By punch cards Gray Davis was re-elected last fall. And by the same system it now seems, he will finally be punched out of office, as originally scheduled, on October 7. The 11-judge panel of the 9th Circuit Court of Appeals as much as laughed the ACLU “voting rights” lawsuit out of chambers. Hardly an accident that the decision overturning the suspension of the recall was unanimous. No one could come up with tangible evidence that the punch-card system violated anybody’s rights.
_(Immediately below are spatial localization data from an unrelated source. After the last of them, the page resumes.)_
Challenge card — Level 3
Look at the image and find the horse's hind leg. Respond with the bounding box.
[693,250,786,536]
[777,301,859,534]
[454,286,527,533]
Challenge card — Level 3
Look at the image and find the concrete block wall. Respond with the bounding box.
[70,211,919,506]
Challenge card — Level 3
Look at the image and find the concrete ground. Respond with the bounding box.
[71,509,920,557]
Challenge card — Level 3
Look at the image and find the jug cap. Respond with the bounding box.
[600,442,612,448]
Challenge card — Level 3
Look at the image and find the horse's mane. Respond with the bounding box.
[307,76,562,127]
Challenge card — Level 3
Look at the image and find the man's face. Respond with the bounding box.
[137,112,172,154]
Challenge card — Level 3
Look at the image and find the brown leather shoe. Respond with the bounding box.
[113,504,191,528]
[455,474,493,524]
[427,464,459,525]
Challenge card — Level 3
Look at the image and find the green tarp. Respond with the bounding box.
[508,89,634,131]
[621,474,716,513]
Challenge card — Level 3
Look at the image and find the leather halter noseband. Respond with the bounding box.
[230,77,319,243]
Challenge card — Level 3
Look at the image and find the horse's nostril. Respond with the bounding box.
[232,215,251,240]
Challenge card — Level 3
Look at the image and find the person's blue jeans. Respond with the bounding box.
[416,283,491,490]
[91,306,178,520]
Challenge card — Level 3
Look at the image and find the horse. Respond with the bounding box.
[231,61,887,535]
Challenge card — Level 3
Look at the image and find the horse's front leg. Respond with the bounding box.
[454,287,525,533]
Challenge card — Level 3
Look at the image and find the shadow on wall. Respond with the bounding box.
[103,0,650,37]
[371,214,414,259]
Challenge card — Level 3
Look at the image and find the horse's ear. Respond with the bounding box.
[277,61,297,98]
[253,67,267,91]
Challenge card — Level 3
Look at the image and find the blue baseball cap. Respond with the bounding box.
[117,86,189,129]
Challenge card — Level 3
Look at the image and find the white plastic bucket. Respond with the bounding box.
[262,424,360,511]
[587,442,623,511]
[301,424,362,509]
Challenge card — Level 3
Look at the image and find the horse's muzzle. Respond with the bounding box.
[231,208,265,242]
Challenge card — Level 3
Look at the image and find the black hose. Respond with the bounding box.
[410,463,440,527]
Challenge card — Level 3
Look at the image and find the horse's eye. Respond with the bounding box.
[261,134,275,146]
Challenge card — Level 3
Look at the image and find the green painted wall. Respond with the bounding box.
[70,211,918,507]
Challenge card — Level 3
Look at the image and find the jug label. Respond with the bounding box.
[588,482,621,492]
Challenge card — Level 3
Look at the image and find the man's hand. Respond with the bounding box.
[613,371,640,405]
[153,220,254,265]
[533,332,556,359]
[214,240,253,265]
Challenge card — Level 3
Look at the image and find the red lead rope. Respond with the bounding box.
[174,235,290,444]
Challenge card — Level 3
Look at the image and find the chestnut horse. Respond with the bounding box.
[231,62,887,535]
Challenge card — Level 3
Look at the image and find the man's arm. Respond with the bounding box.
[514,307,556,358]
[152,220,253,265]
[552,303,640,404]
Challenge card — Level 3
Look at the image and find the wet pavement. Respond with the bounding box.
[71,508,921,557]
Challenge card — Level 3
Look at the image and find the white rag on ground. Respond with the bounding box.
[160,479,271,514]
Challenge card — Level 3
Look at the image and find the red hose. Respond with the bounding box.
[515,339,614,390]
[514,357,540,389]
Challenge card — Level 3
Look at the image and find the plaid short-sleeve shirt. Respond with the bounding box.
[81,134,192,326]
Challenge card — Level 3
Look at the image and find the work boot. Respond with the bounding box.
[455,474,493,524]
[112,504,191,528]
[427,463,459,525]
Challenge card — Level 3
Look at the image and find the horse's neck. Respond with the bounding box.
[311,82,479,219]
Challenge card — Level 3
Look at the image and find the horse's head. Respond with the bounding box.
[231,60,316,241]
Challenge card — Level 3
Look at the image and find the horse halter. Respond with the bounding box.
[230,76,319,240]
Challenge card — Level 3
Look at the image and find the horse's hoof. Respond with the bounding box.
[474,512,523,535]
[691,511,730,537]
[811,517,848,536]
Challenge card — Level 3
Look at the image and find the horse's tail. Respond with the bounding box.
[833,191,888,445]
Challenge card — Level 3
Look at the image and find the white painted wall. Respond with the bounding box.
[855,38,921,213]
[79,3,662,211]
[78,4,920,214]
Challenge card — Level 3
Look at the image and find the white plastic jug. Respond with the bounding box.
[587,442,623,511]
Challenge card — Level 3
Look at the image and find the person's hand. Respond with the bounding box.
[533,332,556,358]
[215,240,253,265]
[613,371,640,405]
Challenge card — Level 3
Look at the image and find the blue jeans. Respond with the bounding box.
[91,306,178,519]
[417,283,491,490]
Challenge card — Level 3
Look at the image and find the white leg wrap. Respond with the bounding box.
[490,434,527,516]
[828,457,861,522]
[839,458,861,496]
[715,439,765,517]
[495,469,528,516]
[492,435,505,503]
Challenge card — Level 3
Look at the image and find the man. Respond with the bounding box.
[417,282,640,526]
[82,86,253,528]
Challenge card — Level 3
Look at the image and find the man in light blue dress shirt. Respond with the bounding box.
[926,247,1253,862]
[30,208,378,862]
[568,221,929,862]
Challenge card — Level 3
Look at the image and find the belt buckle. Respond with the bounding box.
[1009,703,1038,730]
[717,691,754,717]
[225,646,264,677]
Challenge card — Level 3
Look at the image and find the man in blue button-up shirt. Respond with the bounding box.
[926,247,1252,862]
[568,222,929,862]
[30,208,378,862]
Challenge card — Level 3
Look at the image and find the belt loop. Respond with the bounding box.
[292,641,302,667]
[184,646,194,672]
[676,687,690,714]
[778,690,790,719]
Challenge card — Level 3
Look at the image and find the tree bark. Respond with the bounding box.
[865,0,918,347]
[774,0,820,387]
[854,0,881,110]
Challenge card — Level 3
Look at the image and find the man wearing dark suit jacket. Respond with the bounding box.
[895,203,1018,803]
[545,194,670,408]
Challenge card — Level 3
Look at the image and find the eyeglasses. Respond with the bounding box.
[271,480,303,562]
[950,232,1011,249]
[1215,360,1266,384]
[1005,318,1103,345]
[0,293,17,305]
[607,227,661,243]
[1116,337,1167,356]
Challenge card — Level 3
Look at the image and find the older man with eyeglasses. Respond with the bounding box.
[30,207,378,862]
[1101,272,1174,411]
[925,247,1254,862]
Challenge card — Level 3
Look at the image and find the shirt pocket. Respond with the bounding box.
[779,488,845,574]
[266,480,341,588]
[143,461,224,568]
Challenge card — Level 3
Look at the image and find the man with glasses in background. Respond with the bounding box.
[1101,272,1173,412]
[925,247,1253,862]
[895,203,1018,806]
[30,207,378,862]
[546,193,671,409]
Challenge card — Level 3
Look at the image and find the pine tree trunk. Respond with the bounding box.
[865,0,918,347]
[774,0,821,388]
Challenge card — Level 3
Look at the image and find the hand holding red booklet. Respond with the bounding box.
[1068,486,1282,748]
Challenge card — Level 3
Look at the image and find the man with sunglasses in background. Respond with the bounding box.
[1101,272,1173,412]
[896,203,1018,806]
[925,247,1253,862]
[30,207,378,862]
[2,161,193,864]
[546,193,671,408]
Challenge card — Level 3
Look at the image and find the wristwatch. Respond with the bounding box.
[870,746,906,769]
Now that the recall is back on track, it’s time to roll out a mechanized division of monster-sized pooper scoopers to comb the state’s valleys, canyons and arroyos to scrape up all those dead Democrats who for the — what is it now? — the third, fourth or fifth time? — went lemming-like right over the cliffs for Gray Davis. How many poor liberals started off last week rationalizing how the original bluntly partisan and ultimately absurd court intervention was a good thing, and it was okay to halt an election in progress? But by the end of the week, they found out that Davis and his sidekick Cruz had flip-flopped and were calling for the recall to go ahead.


Just as the ACLU lawsuit never really had anything to do with defending the disenfranchised, neither did the Davis backtrack. After seeing that media attention was shifting to the court battle and markedly away from the ensemble cast of national Democratic superstars — Clinton, Gore, Kerry, and Jesse Jackson — that Davis had brought out here to stump for him, the panicked governor decided to cut his losses and detach from the ACLU lawsuit. Which is, of course, exactly what he would have done even if minority voting rights really were at stake. What a mensch!


The eight-day pause in the recall scheduling, nevertheless, caused irreparable harm. Absentee voting, that had skyrocketed to 538,000 in the few days before the original order to postpone the election, came to a screeching halt. The county’s chief deputy registrar-recorder said she had received 397,900 requests for absentee ballots. That compares with 275,000 requests for the same period last year. “It is amazing to see,” she told the Daily News. “None of us can remember anything like this.” As it is, absentee voting is still 50 percent greater for this election than it was last November.


Mark DiCamillo of the prestigious Field Poll said “[t]his is the most phenomenal election event we’ve seen in years.” That is, until, the first court ruling put everything on hold. The real pity is that the last day to register to vote was this Monday, the same day as the court’s hearing and a full day before it issued its go-ahead for October 7.


After rightfully complaining for 30 years now that American politics are plagued by voter apathy, lagging registration and anemic turnout, pro-Davis liberals and self-styled “progressives” who supported the postponement must now bear the responsibility of having deterred untold thousands of potential voters from registering for an election that looked like it had been canceled. And all to defend Gray Davis! The Sacramento county registrar told the press that, on the heels of the postponement, her office was deluged with phone calls from voters who were confused, who thought the election was canceled, who were irately tearing up their absentee ballots, and from others who vowed they were so disgusted they would never vote again.


I can’t think of a more shameful time for Democratic liberals since December of 1998 when Jesse Jackson, Al Sharpton and hundreds of MoveOn.org types rallied on the Capitol steps to publicly pray — not for the Iraqi victims of the very unilateral Operation Desert Fox — but rather for the man who had just launched the bombardments, President Bill Clinton.


More prayer from these folks is now in order if they want to save the Governor’s hide. After deluding themselves with what are now two straight suspect polls in a row from the L.A. Times showing Davis just a few points behind in the recall, his supporters must now face much more somber news coming from other more serious and reliable surveys. Yes, Gray Davis has picked up ground in the past few days as he and the big-gun Democrat surrogates continue to claim that the recall is but a Republican invention. But the exhaustively thorough Public Policy Institute poll of this week shows opposition to the recall stuck at about a 42 percent ceiling. Time for Gray to pack his bags.


My liberal friends, the few who have still not yet thrown themselves off some precipice for Davis, ask me if, by supporting the recall, I am really supporting Arnold for governor. Of course not. I fully realize that a Schwarzenegger victory is the most likely outcome of a Davis defeat. But this is not a simple zero sum game. The only lesser of two evils here is not Davis versus Schwarzenegger. Here’s a better choice: Should the people of California have the unfettered right to recall and sack a totally, politically failed governor who spent his tenure coddling special interests rather than leading the state? The answer is: Yes. Yes on recall.